After her treatment by the papers, after an off-the-record agreement was broken, she shares Trump’s sentiment that speaking to the press is like “going to see the wolves.”

“Reporters claim that all they are interested in is telling the truth. Give me a break. They write their story first, act as judge and jury, and worry about the truth later,” she writes early in the book. “When they make a mistake, which is too often the case, good luck getting them to admit it.”

Some of this seems born out of her negative experience with the press. Much of it also seems to stem from real adoration for the president whom she saw “as a father figure,” someone who “was very kind and thoughtful and took care of me, just like my own dad.” During drives home from the White House, she would mix it up with the occasionally critical cab driver, telling them that Trump was “doing a great job” and that “I love him!” And after her indiscretion at dinner, when on the phone apologizing to Trump, she recalls how she told the president that “I loved him and his family.”

The affection was reciprocal. After her dismissal, she apologized to numerous members of the first family. Some responded. Jared Kushner, the president’s son-in-law and top adviser, told her, “We forgive you, and I’m a big believer in second chances.” He did his best to help her land on her feet, she writes, even arranging a meeting for her with an executive at Louis Vuitton. Others did not. She sent a text message to the youngest daughter of the president: “I am so sorry. I hope one day you can forgive me,” she wrote. Tiffany did not respond. Westerhourt doesn’t blame her.

The gig at the luxury fashion conglomerate ended up not being right for Westerhout. Besides, she is busy on a book tour with a double purpose. She seems intent on doing that thing that most in D.C. find hardest: apologizing.

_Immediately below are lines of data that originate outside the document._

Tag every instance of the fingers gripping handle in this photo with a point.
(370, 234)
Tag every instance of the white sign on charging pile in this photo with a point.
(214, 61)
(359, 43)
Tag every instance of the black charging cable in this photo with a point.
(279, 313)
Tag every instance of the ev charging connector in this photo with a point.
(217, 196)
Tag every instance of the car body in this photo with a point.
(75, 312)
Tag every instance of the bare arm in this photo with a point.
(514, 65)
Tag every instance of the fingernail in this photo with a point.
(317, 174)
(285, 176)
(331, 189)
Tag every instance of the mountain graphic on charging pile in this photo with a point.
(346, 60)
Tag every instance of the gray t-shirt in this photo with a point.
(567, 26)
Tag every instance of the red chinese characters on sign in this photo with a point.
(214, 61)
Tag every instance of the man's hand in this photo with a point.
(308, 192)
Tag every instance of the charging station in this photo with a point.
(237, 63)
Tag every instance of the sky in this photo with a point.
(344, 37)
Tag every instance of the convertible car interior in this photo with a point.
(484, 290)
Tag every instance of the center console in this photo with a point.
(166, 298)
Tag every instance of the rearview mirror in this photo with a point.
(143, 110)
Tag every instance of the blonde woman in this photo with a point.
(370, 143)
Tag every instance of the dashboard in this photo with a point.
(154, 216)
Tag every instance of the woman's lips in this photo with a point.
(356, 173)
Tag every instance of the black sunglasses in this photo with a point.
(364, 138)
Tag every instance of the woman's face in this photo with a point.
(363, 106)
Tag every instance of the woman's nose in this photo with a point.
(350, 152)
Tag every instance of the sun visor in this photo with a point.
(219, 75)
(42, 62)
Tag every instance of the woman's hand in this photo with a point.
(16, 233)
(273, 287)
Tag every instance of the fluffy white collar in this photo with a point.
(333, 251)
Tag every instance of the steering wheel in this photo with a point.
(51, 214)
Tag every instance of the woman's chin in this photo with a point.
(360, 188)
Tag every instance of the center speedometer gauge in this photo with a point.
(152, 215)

The cynical evaluation is that she wants to get back on the inside, a suggestion that she strongly rejects. “I have no expectations to go back, and I hope to be an advocate for him on the outside.” But what if he asked? “If the president called and asked me to serve, you know, of course you say yes.”

Trump may not have time. A second term is anything but guaranteed. But Westerhout has still achieved a rare accomplishment. In the second tweet, Trump called her “a very smart and already wise young woman.” The wisdom was writing a book without criticism. The reward, returning to his good graces.